AI As A Force Multiplier In Biotech
Executives from Insilico Medicine and GenEditBio said this week that artificial intelligence is helping the industry tackle problems that have gone untreated for years because of a shortage of skilled labor, even as modern biotech already has tools to edit genes and design drugs. Speaking at Web Summit Qatar, Insilico president Alex Aliper said the missing ingredient has long been finding enough capable people to continue the work, and that AI is becoming a way to scale scientific effort across thousands of rare diseases that still lack treatments.
Aliper said Insilico’s aim is to develop what he called “pharmaceutical superintelligence.” The company recently launched its “MMAI Gym,” which is designed to train generalist large language models such as ChatGPT and Gemini to perform at the level of specialist models. The stated goal is to build a multimodal, multitask system that can handle many drug discovery tasks at once with higher accuracy.
Insilico’s Drug Discovery Platform
In an interview with TechCrunch, Aliper said the technology is needed to raise productivity in the pharmaceutical industry and to address labor and talent shortages, pointing to the large number of diseases without cures or treatment options. Insilico’s platform ingests biological, chemical, and clinical data and generates hypotheses about disease targets and candidate molecules. By automating steps that once required large teams of chemists and biologists, the company says it can search large design spaces, nominate therapeutic candidates, and repurpose existing drugs while reducing cost and time.
The company recently used its models to examine whether existing drugs could be repurposed to treat ALS, a rare neurological disorder. Insilico says this type of work shows how automation can compress stages of discovery that previously took much longer to complete.
Gene Editing And Delivery Challenges
The labor constraint, executives said, does not stop at drug discovery. GenEditBio is working on what it describes as the second wave of CRISPR gene editing, shifting from editing cells outside the body to delivering gene-editing tools directly inside the body. The company’s stated goal is to turn gene editing into a single injection into affected tissue.
GenEditBio co-founder and chief executive Tian Zhu told TechCrunch that the company has developed an engineered protein delivery vehicle, or ePDV, built as a virus-like particle. She said the company uses AI and machine learning to analyze natural viruses and identify which ones show affinity for specific tissues, then applies that knowledge to design delivery systems.
Zhu said the company maintains a large library of thousands of unique, nonviral, nonlipid polymer nanoparticles that act as delivery vehicles for gene-editing tools. According to the company, its NanoGalaxy platform uses AI to study how chemical structures correlate with tissue targets such as the eye, liver, or nervous system, and to predict which chemical changes will allow a payload to be delivered without triggering an immune response.

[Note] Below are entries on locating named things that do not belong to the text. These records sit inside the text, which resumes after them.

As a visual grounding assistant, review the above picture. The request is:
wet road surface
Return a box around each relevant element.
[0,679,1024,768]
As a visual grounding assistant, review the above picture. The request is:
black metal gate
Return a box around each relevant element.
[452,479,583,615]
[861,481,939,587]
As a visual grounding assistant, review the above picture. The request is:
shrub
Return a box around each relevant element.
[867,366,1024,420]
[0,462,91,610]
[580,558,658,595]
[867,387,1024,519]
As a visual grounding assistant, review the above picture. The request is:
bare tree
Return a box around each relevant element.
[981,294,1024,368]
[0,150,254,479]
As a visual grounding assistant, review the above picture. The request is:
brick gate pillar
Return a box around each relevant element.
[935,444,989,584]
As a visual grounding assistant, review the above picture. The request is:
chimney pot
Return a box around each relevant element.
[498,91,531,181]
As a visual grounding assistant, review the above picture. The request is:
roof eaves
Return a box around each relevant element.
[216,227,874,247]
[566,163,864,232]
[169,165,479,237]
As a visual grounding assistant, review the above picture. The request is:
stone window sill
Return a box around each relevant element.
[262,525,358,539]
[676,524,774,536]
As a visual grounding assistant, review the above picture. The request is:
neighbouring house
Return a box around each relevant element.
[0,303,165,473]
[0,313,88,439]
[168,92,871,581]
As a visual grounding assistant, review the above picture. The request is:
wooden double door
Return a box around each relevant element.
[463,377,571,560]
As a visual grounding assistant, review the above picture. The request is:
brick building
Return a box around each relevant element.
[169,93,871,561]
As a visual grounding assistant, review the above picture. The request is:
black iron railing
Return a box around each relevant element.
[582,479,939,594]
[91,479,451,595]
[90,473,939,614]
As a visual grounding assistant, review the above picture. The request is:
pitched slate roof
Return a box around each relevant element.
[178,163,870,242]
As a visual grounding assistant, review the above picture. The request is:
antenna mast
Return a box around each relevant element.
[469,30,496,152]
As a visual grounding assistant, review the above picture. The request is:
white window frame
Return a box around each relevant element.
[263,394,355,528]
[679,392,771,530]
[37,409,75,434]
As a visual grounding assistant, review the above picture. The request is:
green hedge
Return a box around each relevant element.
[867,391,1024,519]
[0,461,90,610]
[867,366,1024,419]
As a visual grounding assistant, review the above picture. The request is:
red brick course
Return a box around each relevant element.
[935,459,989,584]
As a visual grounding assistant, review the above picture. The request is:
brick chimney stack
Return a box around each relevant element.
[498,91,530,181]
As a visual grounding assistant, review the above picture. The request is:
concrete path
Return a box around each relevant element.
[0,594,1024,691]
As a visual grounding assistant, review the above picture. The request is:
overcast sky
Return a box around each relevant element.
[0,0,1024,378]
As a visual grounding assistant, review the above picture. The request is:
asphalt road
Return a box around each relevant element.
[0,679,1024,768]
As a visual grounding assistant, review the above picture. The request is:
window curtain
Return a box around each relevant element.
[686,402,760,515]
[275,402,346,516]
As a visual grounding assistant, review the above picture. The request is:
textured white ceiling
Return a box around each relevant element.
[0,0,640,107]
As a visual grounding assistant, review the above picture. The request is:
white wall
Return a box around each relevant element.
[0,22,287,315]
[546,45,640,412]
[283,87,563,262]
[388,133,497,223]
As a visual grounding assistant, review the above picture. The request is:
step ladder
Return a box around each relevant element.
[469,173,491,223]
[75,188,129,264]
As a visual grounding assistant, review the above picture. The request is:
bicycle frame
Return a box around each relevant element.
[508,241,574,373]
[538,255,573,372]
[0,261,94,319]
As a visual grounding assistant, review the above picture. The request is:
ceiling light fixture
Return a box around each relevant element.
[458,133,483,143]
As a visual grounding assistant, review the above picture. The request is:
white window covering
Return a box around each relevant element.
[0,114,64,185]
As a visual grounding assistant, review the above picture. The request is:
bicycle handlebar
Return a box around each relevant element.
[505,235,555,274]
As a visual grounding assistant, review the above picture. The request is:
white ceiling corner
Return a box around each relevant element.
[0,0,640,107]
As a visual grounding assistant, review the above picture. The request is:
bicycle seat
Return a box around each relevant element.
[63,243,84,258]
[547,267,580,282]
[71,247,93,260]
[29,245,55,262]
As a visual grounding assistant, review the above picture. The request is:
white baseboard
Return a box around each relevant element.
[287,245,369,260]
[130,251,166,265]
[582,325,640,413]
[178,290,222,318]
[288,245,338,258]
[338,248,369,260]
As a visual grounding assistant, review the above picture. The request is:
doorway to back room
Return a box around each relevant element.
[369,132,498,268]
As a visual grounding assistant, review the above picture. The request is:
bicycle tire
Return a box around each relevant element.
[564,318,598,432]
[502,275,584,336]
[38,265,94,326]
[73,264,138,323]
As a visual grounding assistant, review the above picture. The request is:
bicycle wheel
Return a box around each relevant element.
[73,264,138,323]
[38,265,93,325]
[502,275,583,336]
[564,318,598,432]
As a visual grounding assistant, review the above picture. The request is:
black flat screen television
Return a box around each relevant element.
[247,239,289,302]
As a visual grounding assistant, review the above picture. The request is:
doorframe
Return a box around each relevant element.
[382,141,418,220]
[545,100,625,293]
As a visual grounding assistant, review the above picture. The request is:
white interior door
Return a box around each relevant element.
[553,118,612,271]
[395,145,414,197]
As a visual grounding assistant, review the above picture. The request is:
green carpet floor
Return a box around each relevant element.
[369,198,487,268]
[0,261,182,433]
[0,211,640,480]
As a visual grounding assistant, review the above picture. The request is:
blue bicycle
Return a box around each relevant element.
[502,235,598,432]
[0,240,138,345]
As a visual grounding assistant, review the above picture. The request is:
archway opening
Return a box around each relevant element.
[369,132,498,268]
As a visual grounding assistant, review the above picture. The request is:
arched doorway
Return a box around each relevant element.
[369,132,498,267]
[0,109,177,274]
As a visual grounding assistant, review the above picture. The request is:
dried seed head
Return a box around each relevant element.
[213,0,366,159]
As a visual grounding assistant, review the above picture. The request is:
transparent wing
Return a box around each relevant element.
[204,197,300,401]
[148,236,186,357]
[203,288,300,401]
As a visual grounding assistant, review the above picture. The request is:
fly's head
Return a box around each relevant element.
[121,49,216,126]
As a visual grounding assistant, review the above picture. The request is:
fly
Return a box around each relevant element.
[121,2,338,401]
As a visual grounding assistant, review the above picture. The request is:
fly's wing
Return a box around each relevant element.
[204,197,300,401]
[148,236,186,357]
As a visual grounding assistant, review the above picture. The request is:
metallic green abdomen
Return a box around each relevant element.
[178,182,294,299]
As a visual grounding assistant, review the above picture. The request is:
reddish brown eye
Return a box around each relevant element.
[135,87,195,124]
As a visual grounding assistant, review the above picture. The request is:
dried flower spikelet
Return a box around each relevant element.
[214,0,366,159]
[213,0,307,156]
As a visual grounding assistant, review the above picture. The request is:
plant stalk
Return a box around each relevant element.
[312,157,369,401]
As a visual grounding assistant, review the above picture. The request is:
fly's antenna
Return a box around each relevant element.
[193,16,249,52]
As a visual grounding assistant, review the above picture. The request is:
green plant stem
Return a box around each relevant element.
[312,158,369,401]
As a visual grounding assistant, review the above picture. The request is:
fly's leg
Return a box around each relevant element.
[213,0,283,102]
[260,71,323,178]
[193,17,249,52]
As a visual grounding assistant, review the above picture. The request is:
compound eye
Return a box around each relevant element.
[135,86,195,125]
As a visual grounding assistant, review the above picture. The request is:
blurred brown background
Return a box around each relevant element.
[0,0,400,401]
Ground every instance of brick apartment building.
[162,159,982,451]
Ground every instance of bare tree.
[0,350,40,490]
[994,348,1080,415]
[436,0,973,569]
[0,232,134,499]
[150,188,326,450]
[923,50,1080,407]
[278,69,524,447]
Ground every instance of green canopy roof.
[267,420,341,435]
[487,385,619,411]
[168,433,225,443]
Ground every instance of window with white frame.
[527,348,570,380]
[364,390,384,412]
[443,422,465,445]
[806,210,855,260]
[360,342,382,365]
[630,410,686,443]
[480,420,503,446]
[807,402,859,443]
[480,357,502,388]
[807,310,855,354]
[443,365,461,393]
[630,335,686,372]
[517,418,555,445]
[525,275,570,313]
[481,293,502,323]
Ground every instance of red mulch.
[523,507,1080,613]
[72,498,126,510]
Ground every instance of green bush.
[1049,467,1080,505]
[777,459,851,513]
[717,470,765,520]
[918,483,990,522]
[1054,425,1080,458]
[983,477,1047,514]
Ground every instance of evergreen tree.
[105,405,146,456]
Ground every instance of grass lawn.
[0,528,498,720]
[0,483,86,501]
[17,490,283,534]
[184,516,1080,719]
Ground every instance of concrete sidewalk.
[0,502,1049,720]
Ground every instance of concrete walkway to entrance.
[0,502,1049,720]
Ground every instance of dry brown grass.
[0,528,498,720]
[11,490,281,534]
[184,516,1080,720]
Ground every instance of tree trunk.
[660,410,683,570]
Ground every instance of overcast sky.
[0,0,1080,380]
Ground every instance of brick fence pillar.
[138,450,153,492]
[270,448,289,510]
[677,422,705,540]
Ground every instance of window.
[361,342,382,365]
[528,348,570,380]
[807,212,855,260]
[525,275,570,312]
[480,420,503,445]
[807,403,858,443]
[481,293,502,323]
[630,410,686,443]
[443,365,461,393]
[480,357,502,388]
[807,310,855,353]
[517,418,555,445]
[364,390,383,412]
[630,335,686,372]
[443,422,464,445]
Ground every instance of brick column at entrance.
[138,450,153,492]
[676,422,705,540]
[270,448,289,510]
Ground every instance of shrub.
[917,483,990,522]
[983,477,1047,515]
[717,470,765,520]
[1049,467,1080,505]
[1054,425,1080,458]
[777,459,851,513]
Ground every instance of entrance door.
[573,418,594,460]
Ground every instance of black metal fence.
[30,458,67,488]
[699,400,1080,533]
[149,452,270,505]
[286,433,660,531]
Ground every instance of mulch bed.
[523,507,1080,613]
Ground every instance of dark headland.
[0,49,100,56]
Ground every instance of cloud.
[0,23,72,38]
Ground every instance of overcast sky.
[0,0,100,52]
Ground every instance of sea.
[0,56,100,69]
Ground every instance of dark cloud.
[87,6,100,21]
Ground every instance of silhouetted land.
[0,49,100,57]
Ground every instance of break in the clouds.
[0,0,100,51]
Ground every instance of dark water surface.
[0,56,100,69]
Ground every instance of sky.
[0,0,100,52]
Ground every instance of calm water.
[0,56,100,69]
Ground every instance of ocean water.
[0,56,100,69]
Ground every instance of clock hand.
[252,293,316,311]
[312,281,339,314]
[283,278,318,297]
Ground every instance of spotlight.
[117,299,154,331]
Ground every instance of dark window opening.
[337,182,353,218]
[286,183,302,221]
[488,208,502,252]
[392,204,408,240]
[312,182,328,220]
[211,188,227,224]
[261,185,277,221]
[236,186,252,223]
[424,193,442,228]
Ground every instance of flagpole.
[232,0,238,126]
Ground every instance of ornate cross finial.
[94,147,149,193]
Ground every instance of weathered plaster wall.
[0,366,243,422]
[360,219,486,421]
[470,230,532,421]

Testing, Scale, And Regulatory Progress
GenEditBio tests its ePDVs in vivo and feeds the results back into its models to refine predictions in subsequent rounds. Zhu said efficient, tissue-specific delivery is required for in vivo gene editing and argued that the company’s approach lowers production costs and standardizes a process that has been difficult to scale. She compared the goal to producing an off-the-shelf drug that can work for multiple patients, which she said would make treatments more affordable and accessible. The company recently received approval from the U.S. Food and Drug Administration to begin trials of a CRISPR therapy for corneal dystrophy.
Data Limits And Model Training
Both executives said progress in AI-driven biotech runs into limits set by data. Aliper said modeling edge cases in human biology requires more high-quality data than researchers currently have and noted that much of the existing data is biased toward Western populations. He said Insilico’s automated labs generate multilayer biological data from disease samples at scale without human intervention and feed that data into its discovery platform.
Zhu said the data needed by AI already exists in the human body, shaped by long evolutionary processes, but has been hard for humans to interpret. Only a small fraction of DNA codes for proteins, while the rest functions as instructions for gene behavior, a structure she said is increasingly accessible to AI models, including recent efforts such as Google DeepMind’s AlphaGenome. GenEditBio applies a similar approach by testing thousands of nanoparticles in parallel rather than one at a time, creating datasets that it uses to train its systems and to support collaborations with partners.
Digital Twins And Approval Rates
Aliper said one of the next major efforts will be building digital twins of humans to run virtual clinical trials, a process he described as still in its early stages. He said the industry is seeing a plateau of about 50 drugs approved by the U.S. Food and Drug Administration each year and argued that growth is needed as chronic disorders increase with an aging global population. He said his hope is that within 10 to 20 years there will be more therapeutic options for personalized treatment.